Title | GET ANGRY |
Brand | VIACOM18 MEDIA PVT. LTD. |
Product / Service | GET ANGRY |
Category | B04. Business Citizenship / Corporate Responsibility & Environmental |
Entrant | VIACOM 18 MEDIA Mumbai, INDIA |
Idea Creation | VIACOM 18 MEDIA Mumbai, INDIA |
Idea Creation 2 | CHAPTER30 Mumbai, INDIA |
Media Placement | VIACOM 18 MEDIA Mumbai, INDIA |
PR | VIACOM 18 MEDIA Mumbai, INDIA |
Production | CHAPTER30 Mumbai, INDIA |
Name | Company | Position |
---|---|---|
Sonia Huria | Viacom18 Media Pvt. Ltd. | Head - Corporate Communications & CSR |
Misha Paul | Viacom18 Media Pvt. Ltd. | Assistant Manager |
Aalap Desai | Chapter30 | Partner |
Hitank Kedia | Chapter30 | Partner |
Social media platforms are a great way to reach a mass audience, and market your cause. But often, campaigns die because they look shallow and aren’t convincing enough. And how many videos can one consume that evoke the feeling of sadness? We feel compassion, but what happens next? We tapped the one emotion that no one had tapped: Anger, and used it to connect with our audience. The idea was to do a social experiment, create videos out of it for our social platforms and convert emotion to awareness to action, in real time. The powerful message we wanted to convey was that we cared about the same things and got angry at the same things. It was time to start a conversation and take action. Together. There was a need of an intervention.

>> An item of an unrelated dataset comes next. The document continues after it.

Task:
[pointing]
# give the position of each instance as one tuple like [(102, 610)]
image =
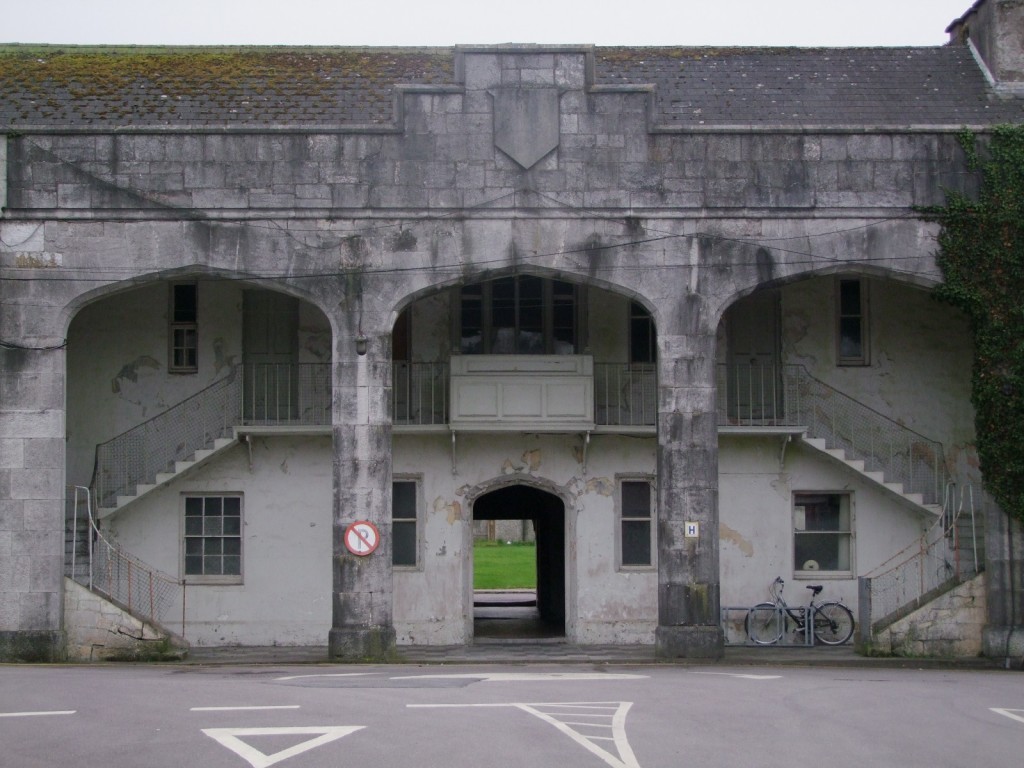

We started with a survey on Twitter asking people to vote for the situations that got them angry. We selected the top three situations that angered them. To bring out the irony, we did three social experiments with hidden cameras that compared the situations which angered people with those that didn’t and put a scorecard. In each film, passersby react to unorthodox social behavior, but ignore unhygienic habits. So, urinating in public is ignored, but a girl holding a pack of sanitary napkins is not. Passersby stare at a girl in a short skirt offering prayers, but not at people littering the same spot. Pedestrians commenting on a couple getting cozy on a park bench, but ignoring other pedestrians who are spitting at the same spot. To deliver a riveting blow our videos ended with the line: Are we getting angry for the right reasons? Timeline: Ongoing Scale: National
SOCIAL EXPERIMENT 1 | SOCIAL EXPERIMENT 2 | SOCIAL EXPERIMENT 3 • Organic Reach - 4,183,877 | 650,377 | 3,816,538 • Video Views - 1,600,990 | 361,710 | 1,125,458 • Reactions, Comments and Shares - 47,616 | 9,407 | 28,273 • Post Clicks - 860,371 | 68,585 | 473,352 • Minutes viewed - 1,268,110 | 240,342 | 743,046 • Unique viewers - 1,538,313 | 351,758 | 1,045,356 • Total number of comments received on video - 380 | 202 | 120
After making huge strides infrastructurally by providing toilets in slum areas with our CSR program Chakachak Mumbai (Clean Mumbai), we shifted our focus to changing mindsets. Cleanliness of mind was our goal. People in our country often feel offended and angry, but we asked a simple question – Are you getting angry for the right reasons? Through a social experiment, we urged people to direct their anger towards the pressing issue of public cleanliness and hygiene. We not only received great engagement on our social experiment videos but received responses from our viewers wherein it struck a chord with them.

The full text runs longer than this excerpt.